Well, we "accept the situation," as the politicians say; and, as you will readily believe when I tell you, that I do my own cooking in this "reconstructed" dining-room, superseding Milly, who has been exiled to one of the cabins in the yard, and is retained merely as laundress, while Katy does the scrubbing and house-cleaning and other rough work.

In the dining-room I have put up dark-green paper shades to the four windows, furnished it with a pine table, a side-table, which I covered with oil-cloth, which comes a yard square, some nice, substantial chairs, a lounge, a rocking chair, a good hemp carpet, and, on the mantle, a handsome little clock. The dining-table I have covered with a home-made cloth, a piece of my own handiwork. It is made of black broadcloth, to fall over the edge of the table some eight or ten inches, and is braided with woollen braid, a lighter shade than the cloth, in a neat pattern. The woollen braid looks very well. Flannel may be used instead of broadcloth. This is the way you do it:

Transfer the intended design to French tissue paper; paste the edges of the paper on the cloth; sow on the orange braid (if you have two colors, say orange and green) with fine silk of the same color; tear off all the paper, and sew the remaining color of braid on close to the orange. This will make a pretty cover for a table, piano, melodeon, or on a cheaper scale, a pine table.

Shall I tell you how I circumvented a sly old rat whom no trap could catch and no cat pounce upon, and a countless and every where present host of little red ants at the same time, and by means of one simple contrivance? Well, I got a strong tin box made, with a suitable fastening to the cover, and a grated shelf inside, on which to keep my eatables.

Mr. Rat was left out in the cold. For a defence against the ants, I had it made with four legs, each of which is set in a saucer of water. This is the only sure remedy for the ant pest that I have found--and ants are a terrible nuisance here. 

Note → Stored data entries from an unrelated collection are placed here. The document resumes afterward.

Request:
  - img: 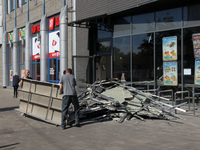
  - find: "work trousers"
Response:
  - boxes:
[61,95,80,128]
[13,86,18,98]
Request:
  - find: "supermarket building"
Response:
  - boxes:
[1,0,200,93]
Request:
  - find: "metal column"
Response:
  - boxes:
[25,22,32,71]
[40,14,48,82]
[60,5,68,79]
[13,27,19,75]
[2,32,8,87]
[72,0,76,77]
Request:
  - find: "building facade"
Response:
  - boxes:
[1,0,200,94]
[1,0,73,87]
[70,0,200,93]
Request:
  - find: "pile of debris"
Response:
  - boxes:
[73,80,187,123]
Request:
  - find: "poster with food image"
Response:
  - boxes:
[32,36,40,60]
[49,30,60,58]
[192,34,200,59]
[195,60,200,84]
[162,36,177,61]
[163,61,178,86]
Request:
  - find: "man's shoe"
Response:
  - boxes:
[75,123,81,127]
[62,126,67,130]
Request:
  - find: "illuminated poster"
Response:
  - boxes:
[49,30,60,58]
[192,34,200,59]
[195,60,200,84]
[21,70,25,78]
[162,36,177,61]
[19,28,25,41]
[8,32,13,44]
[32,37,40,60]
[10,70,13,82]
[163,61,178,86]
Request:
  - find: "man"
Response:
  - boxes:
[19,70,32,87]
[13,72,20,98]
[60,68,80,130]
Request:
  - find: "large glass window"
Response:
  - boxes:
[9,47,13,64]
[132,33,154,81]
[97,41,111,52]
[156,8,182,31]
[183,4,200,27]
[183,27,200,84]
[19,42,25,64]
[113,36,131,81]
[33,63,40,81]
[113,16,131,37]
[132,13,154,34]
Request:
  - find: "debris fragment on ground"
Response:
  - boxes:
[74,80,186,123]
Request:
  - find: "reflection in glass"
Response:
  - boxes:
[113,16,131,37]
[33,63,40,81]
[183,27,200,83]
[183,5,200,27]
[156,8,182,31]
[49,59,57,81]
[9,47,13,64]
[132,13,154,34]
[8,65,13,86]
[95,55,111,81]
[19,42,25,64]
[98,26,112,39]
[113,36,130,81]
[132,33,154,81]
[97,41,111,52]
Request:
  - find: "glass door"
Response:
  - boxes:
[95,55,111,81]
[48,58,60,83]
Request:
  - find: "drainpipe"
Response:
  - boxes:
[72,0,76,77]
[2,0,7,87]
[60,5,68,79]
[40,0,48,81]
[25,0,31,71]
[13,0,19,75]
[40,14,48,82]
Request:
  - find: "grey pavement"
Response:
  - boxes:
[0,87,200,150]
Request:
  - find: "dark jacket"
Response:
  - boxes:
[13,75,20,87]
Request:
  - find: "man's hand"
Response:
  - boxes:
[59,83,63,95]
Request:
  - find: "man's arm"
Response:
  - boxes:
[60,83,63,91]
[18,79,23,87]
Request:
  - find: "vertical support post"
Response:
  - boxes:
[27,0,29,22]
[13,27,19,74]
[2,0,8,87]
[25,22,32,71]
[43,0,45,16]
[60,5,68,79]
[40,14,48,81]
[2,32,8,87]
[72,0,77,77]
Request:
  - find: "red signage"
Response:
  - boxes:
[37,24,40,32]
[55,17,60,26]
[31,25,37,33]
[49,52,60,58]
[32,55,40,60]
[49,17,55,30]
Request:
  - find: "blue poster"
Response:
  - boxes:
[195,60,200,84]
[163,61,178,86]
[162,36,177,61]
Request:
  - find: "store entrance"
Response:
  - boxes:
[48,58,60,83]
[95,55,111,81]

About my qualifications as a practical cook, I suspect you are skeptical. Somebody else, who ought to know, thinks I am a famous housewife.

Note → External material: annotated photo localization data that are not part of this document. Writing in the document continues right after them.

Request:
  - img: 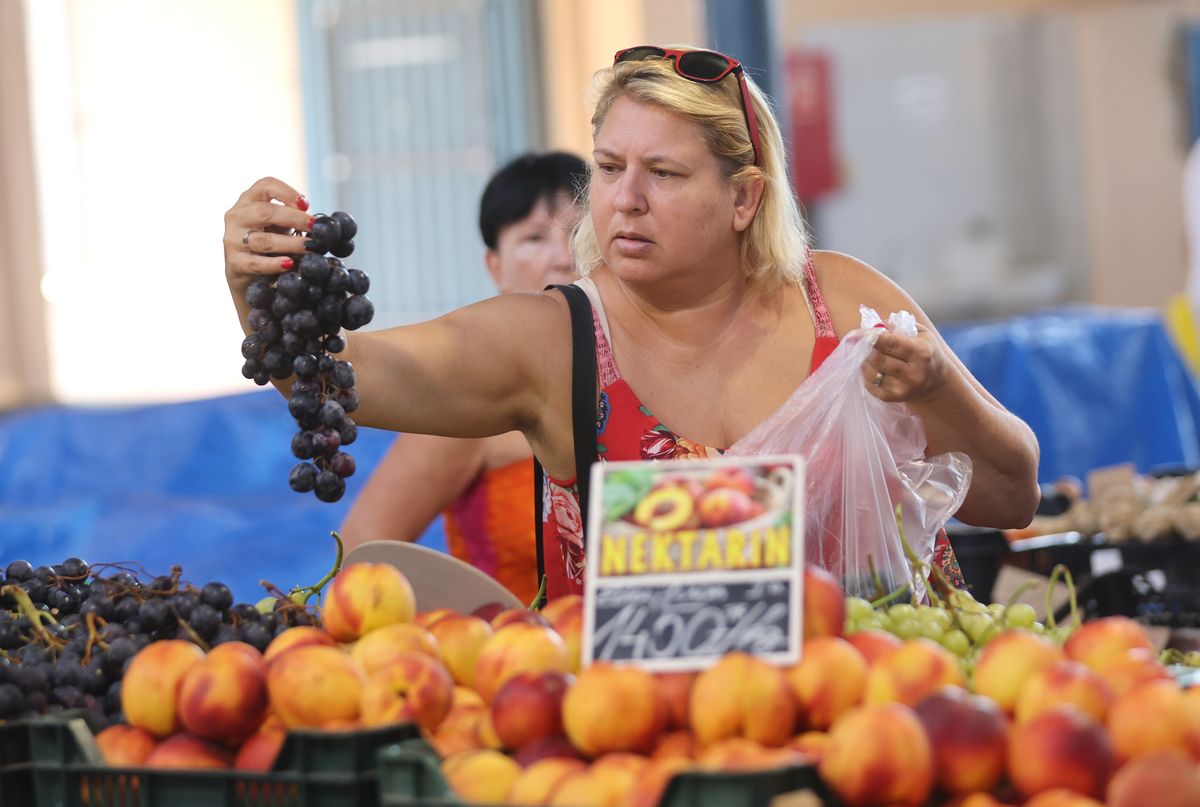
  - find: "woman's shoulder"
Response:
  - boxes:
[808,249,919,335]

Do you not know that I have lived in Florida, "roughed it" in a log cabin, and learned how to make much out of little? My dinners might not suit a pampered epicure; but I can truly say that due justice is generally done them when on the table. Wouldn't you like to know what we had for dinner today? I am not going to tell you, but one dish I am sure must be new to you, so I will give you my recipe:

POTATO PAN-PIE.--I take four or five large sweet potatoes, pare and cut in small pieces, and boil till cooked through. Pour off the water and put them in a baking dish, then put in three heaping table spoonful's of sugar, a tablespoonful of butter, a little salt, an little nutmeg, and last, a cup of cold water; then make a crust like piecrust, but much thicker, and just large enough to cover the dish; cut a slit in the crust, and put it on top of the potatoes, and bake till a light brown. This dish is not a fancy one for a light dessert, but a good substantial part of a meal, and is pronounced excellent. I could fill a letter, (and perhaps I may one of these days,) with the different ways of preparing our best of all vegetables--the sweet potato, but for the present I must close.

Yours, as ever,

SourceRural Carolinian 1:3 (Dec. 1869): 190-191.


Questions to Consider

  1. Marie writes of her "reconstructed" household. What does she mean by that? What has been "reconstructed" and in what ways?

  2. In this process of Reconstruction, Marie has changed, but in what ways?

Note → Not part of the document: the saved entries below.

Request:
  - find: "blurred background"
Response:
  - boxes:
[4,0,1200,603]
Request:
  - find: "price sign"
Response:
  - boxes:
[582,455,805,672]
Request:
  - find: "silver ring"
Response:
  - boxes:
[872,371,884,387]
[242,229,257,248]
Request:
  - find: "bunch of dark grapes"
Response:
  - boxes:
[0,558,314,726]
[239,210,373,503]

  3. How has Marie's personal transformation changed the way she thinks about herself and her place in social and family life?

  4. Why do you think Marie closed her letter with a recipe for sweet potato pie? What kind of message do you think she's trying to convey about not just gender, but race and labor and politics too?

  5. Why do you think the editor of the Rural Carolinian chose to publish this letter? Who do you think his target audience was, and what do you think he wanted that audience to learn from Marie's letter?